Coe, Beatty and Hood.
These are just a few of the last names of the 78 Cowra soldiers who never returned home after WW1.
Their ultimate sacrifice was commemorated on Saturday morning with their descendants planting trees in their honour in the newly established WW1 memorial grove in the Cowra Peace Precinct.
In a short ceremony before the tree planting, Cowra Mayor, Councillor Bill West said it was a small way for the Cowra community to remember the fallen.
"It's wonderful to see so many families who have come this morning to pay their respects, to plant a tree, to mark that very special contribution that so many people did make," Cr West said.
Councillor Ray Walsh, who spearheaded the project, said the idea for a memorial grove came from a similar tree planting more than 100 years ago and will also be used as a habitat for the superb parrot population in the area.
"Commencing in 1917, a tree was planted for each of those men on the Boorowa and Grenfell Roads, those trees were planted through the determination of Abigail Ruth Fitzgerald, an aunt of Edward Harold Fitzgerald, who was killed in France," he said.

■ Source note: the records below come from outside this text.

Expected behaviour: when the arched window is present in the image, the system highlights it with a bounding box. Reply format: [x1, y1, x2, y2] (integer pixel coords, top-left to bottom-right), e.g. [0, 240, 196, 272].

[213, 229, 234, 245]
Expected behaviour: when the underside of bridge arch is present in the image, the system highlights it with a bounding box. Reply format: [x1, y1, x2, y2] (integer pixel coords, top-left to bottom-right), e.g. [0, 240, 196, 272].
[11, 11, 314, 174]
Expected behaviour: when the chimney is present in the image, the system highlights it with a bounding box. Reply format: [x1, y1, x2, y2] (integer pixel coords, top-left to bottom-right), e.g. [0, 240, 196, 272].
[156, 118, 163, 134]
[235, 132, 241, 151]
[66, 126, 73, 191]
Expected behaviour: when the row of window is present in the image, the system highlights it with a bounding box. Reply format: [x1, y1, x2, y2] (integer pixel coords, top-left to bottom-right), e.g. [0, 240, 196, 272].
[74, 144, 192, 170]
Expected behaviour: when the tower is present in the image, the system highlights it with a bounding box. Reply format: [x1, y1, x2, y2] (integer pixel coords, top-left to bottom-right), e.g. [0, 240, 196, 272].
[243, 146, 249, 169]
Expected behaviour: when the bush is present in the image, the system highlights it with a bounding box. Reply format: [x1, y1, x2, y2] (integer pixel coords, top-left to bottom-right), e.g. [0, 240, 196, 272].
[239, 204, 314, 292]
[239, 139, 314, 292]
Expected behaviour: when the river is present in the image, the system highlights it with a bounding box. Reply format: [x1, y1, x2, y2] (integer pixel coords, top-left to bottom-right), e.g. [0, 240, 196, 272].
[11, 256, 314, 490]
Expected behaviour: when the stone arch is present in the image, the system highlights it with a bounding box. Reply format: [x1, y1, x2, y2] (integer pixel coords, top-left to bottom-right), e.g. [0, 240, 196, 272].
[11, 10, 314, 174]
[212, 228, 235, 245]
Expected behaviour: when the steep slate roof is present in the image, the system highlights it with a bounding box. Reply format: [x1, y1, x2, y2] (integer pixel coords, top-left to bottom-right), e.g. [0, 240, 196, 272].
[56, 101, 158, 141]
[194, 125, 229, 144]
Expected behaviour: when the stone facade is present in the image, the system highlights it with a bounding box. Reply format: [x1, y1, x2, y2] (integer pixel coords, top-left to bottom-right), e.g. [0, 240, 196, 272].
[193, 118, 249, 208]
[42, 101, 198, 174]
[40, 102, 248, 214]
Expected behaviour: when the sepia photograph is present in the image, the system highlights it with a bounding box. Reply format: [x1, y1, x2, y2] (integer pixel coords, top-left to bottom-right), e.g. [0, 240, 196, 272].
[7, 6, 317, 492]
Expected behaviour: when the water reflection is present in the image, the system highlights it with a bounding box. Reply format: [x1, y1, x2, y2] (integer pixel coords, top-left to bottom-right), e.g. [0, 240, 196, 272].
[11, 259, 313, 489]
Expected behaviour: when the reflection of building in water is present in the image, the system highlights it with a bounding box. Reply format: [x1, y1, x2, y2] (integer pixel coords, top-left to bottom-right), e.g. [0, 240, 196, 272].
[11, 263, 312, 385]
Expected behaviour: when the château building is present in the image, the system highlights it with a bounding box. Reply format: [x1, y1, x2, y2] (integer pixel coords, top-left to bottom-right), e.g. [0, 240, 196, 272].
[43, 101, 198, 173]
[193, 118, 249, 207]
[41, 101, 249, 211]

"Today, with many family members gathered here, it's appropriate that we acknowledge the families of those 78 men, we cannot comprehend the pain of parents, siblings, wives and children who received that dreaded telegram."
During the Welcome to Country, Wiradjuri woman Isabel Coe, a descendant of John Henry Alfred Coe and his nephews Cecil, Elijah, Walter and John who all served in WW1, said the event was also an opportunity to commemorate the sacrifice made by Aboriginal people during the war and the discrimination they faced on their return home.
"I feel it is imperative that whilst we honour the men and women who did not return from the war, we also remember the local men and women who did return from the war, including those, who upon their return, were not treated as equal citizens and acknowledge the local Aboriginal history," she said.
"When the Australian troops returned from the war, they were greeted with a hero's welcome.
"Aboriginal men and Aboriginal women fought alongside their countrymen... they however, had to go back to what they were before they went to war, being forced to line back up in the missions or reserves where they would become our forgotten heroes."